Does either switch support VLAN segmentation for separating camera traffic from corporate LAN traffic?
Only the GEV-108A-130 supports VLAN segmentation. It provides 802.1Q tag-based VLANs (up to 4096 VLAN IDs), port-based VLAN, private VLAN edge, Q-in-Q, MAC-based VLAN, and voice VLAN. The IHT-1000 lists no VLAN capability in its published specifications.

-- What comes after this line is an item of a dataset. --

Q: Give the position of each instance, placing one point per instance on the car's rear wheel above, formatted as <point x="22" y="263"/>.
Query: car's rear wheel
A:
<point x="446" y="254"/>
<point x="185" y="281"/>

Which switch is better for an outdoor or industrial enclosure installation?
The IHT-1000 is purpose-rated for industrial and outdoor enclosure use. It operates from -40°C to 75°C, carries vibration (IEC 60068-2-6), shock (IEC 60068-2-27), and freefall (IEC 60068-2-32) certifications, includes 12kV surge protection per PoE port, and accepts redundant 48–56VDC power inputs. The GEV-108A-130 is rated only to -10°C to 50°C with AC input and no published vibration or shock rating, making it unsuitable for harsh or outdoor-adjacent environments.